Skandinaven
- Type: Newspaper
- Founders: John Anderson; Iver Lawson; Knud Langeland;
- Founded: 1866
- Ceased publication: 1941
- Language: Norwegian
- Headquarters: Chicago, Illinois
- OCLC number: 9493902

= Skandinaven =

American Norwegian-language newspaper

Skandinaven was an American Norwegian-language newspaper published in Chicago from 1866 until 1941.

== Background ==
Skandinaven was established by three Norwegian immigrants: John Anderson (Knut Andersen Saue) and Iver Lawson (Iver Larsen Bøe) from Voss Municipality, Norway, and Knud Langeland from Samnanger Municipality, Norway. Langeland served as editor until 1881. Anderson administered the business side of the newspaper, while property developer Lawson rented premises and equipment.

In the fall of 1849, Langeland and his brother-in-law O. J. Hatlestad bought the printing press belonging to the weekly Nordlyset from Even Heg and James DeNoon Reymert.
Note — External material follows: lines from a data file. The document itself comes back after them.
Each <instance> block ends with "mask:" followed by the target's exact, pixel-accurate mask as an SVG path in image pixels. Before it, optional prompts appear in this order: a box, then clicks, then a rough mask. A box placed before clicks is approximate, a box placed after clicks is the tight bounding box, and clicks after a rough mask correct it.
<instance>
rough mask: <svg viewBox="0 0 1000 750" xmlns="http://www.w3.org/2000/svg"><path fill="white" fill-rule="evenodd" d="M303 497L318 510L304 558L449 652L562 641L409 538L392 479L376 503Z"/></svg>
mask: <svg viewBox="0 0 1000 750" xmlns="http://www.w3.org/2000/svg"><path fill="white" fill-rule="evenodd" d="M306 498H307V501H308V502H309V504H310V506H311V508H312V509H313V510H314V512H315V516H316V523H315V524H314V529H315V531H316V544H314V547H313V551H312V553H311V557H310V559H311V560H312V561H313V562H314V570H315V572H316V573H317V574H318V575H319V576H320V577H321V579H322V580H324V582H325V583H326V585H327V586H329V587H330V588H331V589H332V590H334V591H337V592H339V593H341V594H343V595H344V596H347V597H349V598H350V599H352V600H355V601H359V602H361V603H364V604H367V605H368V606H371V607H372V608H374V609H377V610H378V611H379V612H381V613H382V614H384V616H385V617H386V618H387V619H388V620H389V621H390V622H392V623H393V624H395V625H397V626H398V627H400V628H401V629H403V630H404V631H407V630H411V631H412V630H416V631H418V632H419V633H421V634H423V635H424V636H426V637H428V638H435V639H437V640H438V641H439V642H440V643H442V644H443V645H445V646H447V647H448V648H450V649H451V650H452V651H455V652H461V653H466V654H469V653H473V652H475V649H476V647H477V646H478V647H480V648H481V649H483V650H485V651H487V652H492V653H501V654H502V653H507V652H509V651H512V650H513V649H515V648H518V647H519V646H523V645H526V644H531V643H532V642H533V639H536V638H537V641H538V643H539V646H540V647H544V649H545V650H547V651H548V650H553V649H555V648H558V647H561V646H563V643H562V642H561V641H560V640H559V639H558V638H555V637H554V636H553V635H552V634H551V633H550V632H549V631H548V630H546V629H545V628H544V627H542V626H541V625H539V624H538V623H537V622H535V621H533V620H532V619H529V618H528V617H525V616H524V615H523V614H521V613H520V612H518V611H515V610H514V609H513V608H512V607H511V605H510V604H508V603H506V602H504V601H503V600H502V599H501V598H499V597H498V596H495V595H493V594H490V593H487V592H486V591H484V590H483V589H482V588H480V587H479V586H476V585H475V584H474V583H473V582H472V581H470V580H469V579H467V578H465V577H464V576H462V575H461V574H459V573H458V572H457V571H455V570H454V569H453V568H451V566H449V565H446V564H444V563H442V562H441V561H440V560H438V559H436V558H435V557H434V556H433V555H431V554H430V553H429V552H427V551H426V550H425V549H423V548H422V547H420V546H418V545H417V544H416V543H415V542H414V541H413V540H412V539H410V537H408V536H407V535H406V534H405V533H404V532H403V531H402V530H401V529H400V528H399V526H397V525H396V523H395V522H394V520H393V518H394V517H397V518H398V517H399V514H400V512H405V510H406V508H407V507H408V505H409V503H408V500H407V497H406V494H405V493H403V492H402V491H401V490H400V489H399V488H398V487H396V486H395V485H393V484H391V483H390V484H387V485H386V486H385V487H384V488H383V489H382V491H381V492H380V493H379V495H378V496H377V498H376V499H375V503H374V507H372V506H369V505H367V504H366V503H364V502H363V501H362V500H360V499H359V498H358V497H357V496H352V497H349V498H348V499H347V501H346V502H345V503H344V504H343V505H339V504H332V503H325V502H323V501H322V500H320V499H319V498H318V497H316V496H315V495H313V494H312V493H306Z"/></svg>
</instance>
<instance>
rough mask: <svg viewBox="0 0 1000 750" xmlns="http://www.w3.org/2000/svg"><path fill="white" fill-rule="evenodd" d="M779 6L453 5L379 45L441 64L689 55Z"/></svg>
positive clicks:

The newspaper continued on as Democraten, but ceased publication in 1851 due to poor economic viability.

John Anderson originally worked for Chicago Tribune. In 1866, he purchased the subscriber list of Norske-Amerikanerne, a struggling Norwegian-language newspaper, and established Skandinaven together with Langeland and Lawson.
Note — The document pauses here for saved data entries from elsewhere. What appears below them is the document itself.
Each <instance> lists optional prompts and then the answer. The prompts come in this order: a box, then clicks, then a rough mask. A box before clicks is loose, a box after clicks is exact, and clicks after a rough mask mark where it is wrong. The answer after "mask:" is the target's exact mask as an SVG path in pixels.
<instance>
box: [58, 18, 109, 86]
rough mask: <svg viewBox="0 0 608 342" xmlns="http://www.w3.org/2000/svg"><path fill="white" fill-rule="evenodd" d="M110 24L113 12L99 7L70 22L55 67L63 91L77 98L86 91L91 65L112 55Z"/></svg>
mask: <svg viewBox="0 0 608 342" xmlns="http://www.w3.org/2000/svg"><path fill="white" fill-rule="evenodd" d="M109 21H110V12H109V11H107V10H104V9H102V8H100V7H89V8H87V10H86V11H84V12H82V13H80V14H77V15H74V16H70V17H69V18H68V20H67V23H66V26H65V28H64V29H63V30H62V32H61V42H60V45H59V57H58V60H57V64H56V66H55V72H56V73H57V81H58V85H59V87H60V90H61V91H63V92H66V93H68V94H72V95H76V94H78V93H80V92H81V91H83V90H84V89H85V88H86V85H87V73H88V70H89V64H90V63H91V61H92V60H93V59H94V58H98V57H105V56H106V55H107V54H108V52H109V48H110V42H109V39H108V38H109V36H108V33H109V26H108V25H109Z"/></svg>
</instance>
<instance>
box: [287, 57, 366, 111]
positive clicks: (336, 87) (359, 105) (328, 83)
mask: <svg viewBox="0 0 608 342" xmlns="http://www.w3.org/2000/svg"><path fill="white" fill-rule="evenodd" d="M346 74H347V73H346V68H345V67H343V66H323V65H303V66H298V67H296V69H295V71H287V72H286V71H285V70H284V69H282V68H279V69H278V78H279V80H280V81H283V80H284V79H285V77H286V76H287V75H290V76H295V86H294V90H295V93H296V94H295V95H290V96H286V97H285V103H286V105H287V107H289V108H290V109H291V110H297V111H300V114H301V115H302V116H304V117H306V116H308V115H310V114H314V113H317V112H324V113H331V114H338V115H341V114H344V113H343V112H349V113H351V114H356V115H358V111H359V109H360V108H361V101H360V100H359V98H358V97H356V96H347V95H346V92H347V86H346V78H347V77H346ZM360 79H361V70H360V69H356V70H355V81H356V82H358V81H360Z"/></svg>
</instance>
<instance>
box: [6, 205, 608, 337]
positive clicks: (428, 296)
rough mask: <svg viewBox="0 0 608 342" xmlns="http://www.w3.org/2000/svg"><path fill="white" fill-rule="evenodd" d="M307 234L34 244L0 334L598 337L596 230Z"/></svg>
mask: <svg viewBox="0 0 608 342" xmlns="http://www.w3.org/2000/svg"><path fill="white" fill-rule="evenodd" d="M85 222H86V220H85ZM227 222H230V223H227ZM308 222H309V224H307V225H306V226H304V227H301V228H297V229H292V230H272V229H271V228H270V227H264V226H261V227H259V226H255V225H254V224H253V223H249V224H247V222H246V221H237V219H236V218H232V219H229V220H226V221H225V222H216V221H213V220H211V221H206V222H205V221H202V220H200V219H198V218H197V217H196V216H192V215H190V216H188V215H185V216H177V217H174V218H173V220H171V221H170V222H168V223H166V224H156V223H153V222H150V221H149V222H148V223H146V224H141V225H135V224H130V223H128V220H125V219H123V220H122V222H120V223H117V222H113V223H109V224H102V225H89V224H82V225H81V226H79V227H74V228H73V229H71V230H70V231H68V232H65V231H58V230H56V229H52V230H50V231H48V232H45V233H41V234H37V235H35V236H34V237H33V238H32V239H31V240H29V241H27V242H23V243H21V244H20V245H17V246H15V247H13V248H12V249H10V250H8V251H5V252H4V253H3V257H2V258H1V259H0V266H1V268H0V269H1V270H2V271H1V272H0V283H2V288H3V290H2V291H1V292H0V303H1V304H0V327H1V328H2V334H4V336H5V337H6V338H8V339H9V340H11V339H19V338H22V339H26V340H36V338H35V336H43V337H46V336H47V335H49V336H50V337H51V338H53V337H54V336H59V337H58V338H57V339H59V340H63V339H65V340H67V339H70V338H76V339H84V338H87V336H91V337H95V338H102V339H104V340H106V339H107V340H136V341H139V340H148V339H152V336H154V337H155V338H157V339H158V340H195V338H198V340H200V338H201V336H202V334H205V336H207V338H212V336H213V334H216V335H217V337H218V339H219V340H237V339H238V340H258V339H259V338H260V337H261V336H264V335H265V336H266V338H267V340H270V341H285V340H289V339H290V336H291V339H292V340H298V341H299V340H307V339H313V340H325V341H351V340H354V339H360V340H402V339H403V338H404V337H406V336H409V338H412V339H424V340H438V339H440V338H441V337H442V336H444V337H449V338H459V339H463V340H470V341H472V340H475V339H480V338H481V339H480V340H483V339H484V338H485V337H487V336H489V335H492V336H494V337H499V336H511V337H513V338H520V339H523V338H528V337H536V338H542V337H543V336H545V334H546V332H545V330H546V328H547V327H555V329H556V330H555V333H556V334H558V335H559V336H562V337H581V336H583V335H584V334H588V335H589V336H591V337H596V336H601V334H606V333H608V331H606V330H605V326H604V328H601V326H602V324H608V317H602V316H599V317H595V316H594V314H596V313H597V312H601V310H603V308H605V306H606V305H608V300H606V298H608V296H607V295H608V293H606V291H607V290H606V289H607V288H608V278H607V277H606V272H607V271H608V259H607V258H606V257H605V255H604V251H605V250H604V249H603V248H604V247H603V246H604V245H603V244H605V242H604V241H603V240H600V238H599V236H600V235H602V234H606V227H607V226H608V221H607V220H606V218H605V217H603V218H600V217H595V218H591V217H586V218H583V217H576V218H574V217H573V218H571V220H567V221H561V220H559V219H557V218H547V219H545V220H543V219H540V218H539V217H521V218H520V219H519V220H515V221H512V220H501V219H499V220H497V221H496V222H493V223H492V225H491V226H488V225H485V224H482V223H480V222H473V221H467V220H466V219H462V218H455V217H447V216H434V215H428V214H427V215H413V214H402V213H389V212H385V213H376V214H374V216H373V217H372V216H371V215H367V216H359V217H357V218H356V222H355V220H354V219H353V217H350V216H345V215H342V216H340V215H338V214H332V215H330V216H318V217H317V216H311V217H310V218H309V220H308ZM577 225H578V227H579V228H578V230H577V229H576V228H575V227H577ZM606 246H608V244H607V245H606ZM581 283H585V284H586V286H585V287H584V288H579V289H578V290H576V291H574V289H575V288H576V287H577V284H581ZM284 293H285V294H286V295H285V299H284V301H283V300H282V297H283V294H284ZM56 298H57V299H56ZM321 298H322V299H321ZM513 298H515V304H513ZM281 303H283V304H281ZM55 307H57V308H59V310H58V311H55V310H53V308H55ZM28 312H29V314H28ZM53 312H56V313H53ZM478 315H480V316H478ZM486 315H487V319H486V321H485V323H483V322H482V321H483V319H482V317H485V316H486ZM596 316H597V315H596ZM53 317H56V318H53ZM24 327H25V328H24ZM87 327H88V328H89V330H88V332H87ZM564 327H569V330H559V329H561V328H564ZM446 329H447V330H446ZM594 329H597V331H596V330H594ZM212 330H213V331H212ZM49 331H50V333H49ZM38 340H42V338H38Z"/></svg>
For a time, Langeland and Lawson ran a competing newspaper, Amerika. The newspapers merged in 1873.

When Lawson died in 1872, his son Victor F. Lawson took over and eventually purchased Chicago's largest newspaper, Chicago Daily News.

== Operation ==
Starting in the 1870s, Skandinaven published a magazine featuring articles, stories, and poetry. Articles were provided by Norwegian American authors such as Hjalmar Hjorth Boyesen og Rasmus B. Anderson. Skandinaven became one of the most influential and successful newspapers in the Scandinavian immigrant community. The newspaper's progress allowed Anderson to form a publishing company which became the largest of its kind. In 1890 the company became a limited company under the name John Anderson Publishing Company.

Nicolay A. Grevstad served as editor of Skandinaven from 1892 until 1911 and again from 1931 until his death in 1940. After 1900 the company began to decline. The gradual assimilation of Norwegian immigrants into the broader American population resulted in a declining reader base. Anundsen Publishing Company from Decorah, Iowa, bought Skandinaven's subscriber list with the aim of merging it with that of the Norwegian-language Decorah Posten. The last issue of Skandinaven was published October 31, 1941.

When Skandinaven ceased publication, Reidar Rye Haugan established the Norwegian-language newspaper Viking in Chicago and worked as both its editor and publisher. In 1958, journalist Bertram Jensenius from Chicago took over Viking, and changed the newspaper's name to Vinland; he continued to published it until his death in 1976.